It's quite simple. Validation is half of what business rules are. Validating 
that information is of a necessary format. The data
format (and thus, it's validation rules) are technology and presentation 
agnostic. The model should have the final say on whether
it's contents are currently valid or not.

Ruby on Rails has validation in the model, and the view has helper 
functionality which makes presenting validation errors easily...
But the actual validation itself happens on the model.

In Flex, the reason validators are in the views is because that's where we can 
-do- something about invalid data easily, ie
highlight a field, point a help bubble at it, stop the form from submitting etc.

I guess because Flex is a presentation framework, the emphasis is on the 
display of/interaction with data. The V is the primary
aspect. With Rails, since it's a full web stack, the validation sits where it 
logically should; in the model.

As to what to actually do with this information; go with the convention: stick 
it in the view. That's the way the framework has been
designed, and everything should fall into place with it.

-----Original Message-----
From: flexcoders@yahoogroups.com [mailto:[EMAIL PROTECTED] On Behalf Of 
lostinrecursion
Sent: 07 September 2006 10:28 PM
To: flexcoders@yahoogroups.com
Subject: [flexcoders] Re: Cairngorm... Where should this go?

Sorry but I have to interject on this. Intsrestingly enough I asked a similar 
question some days ago and did not receive a response
from a design pettern perspective, but from a "what works" perspective. I am 
actually 85% of the tim all about what works, so not
there is anything wrong with it. But, I would like to hear some other rhoughts 
on it since Validation is integral to just about
every RIA that accepts data on the planet.

In MVC, the Validators seem to be more of a middle ground issue. Since the 
Model contains the business logic and is fed data to
process and the controller merely acts as waystation back and forth from view 
to model, it would seem to me that there should almost
be another letter in MVC since validation doesn't really fit anywhere.
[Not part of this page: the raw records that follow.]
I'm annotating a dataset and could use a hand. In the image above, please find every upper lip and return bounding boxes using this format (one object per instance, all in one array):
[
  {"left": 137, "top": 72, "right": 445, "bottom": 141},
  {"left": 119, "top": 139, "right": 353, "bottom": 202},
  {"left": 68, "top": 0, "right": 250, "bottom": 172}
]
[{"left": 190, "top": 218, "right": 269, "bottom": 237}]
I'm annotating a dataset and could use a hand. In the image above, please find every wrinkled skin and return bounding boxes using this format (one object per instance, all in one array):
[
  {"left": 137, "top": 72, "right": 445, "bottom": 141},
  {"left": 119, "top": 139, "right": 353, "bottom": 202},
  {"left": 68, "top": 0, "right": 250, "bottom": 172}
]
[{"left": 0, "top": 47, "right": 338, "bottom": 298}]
However, it would seem to me that a Validation function would be placed in the 
model itself. Since the view should only query the
model to get its current state and accept the user input, it seems it should 
not be in the View to promote modularity.
{myModel.dataIsValid == true}

Because what if you wanted to add another View to the application??
(As the OP mentioned) Seems to me like it would be malformed in the View.